In the case of Sekula v. State Teachers’ Retirement Board, a teacher appealed a decision by the Teacher’s retirement board when it denied his request to purchase retirement credits while he was suspended from teaching. A court’s review of the board’s decision is limited, because the board is an administration. The court may only decide whether the board acted unreasonably, illegally or in abuse of its discretion. In light of these circumstances, the court must confirm the agency board’s decision.
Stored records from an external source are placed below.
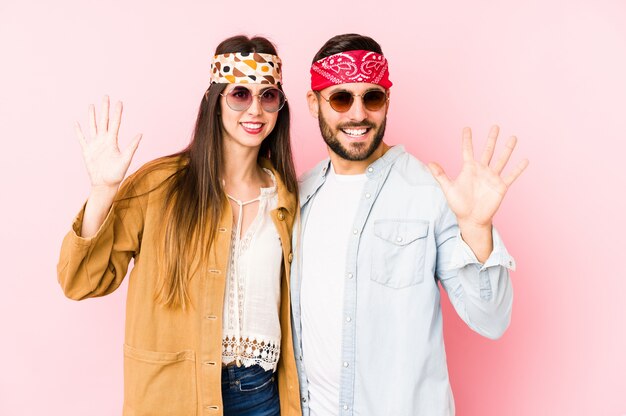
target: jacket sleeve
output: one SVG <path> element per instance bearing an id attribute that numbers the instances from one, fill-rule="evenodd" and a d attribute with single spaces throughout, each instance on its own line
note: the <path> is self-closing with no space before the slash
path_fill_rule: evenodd
<path id="1" fill-rule="evenodd" d="M 492 231 L 493 251 L 481 264 L 461 238 L 456 217 L 444 208 L 438 227 L 437 277 L 458 315 L 479 334 L 497 339 L 511 321 L 513 286 L 509 269 L 515 261 L 509 255 L 498 232 Z"/>
<path id="2" fill-rule="evenodd" d="M 132 184 L 126 186 L 130 188 L 128 196 L 113 203 L 94 236 L 80 237 L 83 206 L 63 239 L 57 277 L 68 298 L 81 300 L 113 292 L 126 276 L 130 259 L 139 253 L 144 224 L 142 198 L 136 196 Z"/>

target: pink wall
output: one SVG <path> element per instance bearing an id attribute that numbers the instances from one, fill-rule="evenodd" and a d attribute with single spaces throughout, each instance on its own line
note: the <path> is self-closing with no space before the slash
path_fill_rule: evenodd
<path id="1" fill-rule="evenodd" d="M 518 263 L 509 331 L 482 339 L 444 301 L 458 414 L 626 414 L 626 3 L 176 3 L 0 2 L 1 415 L 120 413 L 125 286 L 76 303 L 55 277 L 88 192 L 72 130 L 87 104 L 124 100 L 122 142 L 144 133 L 134 170 L 187 142 L 217 42 L 267 35 L 302 172 L 325 154 L 308 65 L 348 31 L 391 62 L 388 142 L 455 172 L 461 128 L 482 145 L 498 123 L 531 161 L 497 218 Z"/>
The teacher had been accused of misappropriating some computer equipment belonging to the town. The superintendent of schools requested a municipality’s board of education to consider terminating the teacher’s contract of employment. The teacher and the board of education entered into a settlement agreement. The agreement provided that the teacher was not to receive any seniority or service credit for his employment for a specified school year due to a disciplinary suspension. The teacher attempted to make contributions to the Teachers’ Retirement System and claimed that he was on a “formal leave of absence” as provided by the agency’s rules. The administrator of the system refused to accept the contributions. The teacher claimed that he had wrongfully been deprived of retirement credits.
Based on the evidence in the record and the applicable law and regulations, the court could not conclude that the Board acted arbitrarily or abused its discretion in determining that the teacher’s disciplinary suspension did not constitute a “formal leave of absence” within the meaning of the Teachers’ Retirement Statutes. The teacher had been put on leave for misconduct. There was no other evidence to indicate that the board should have found this “leave” to not be formal. Rather, all events relating to his dismissal proved to the contrary.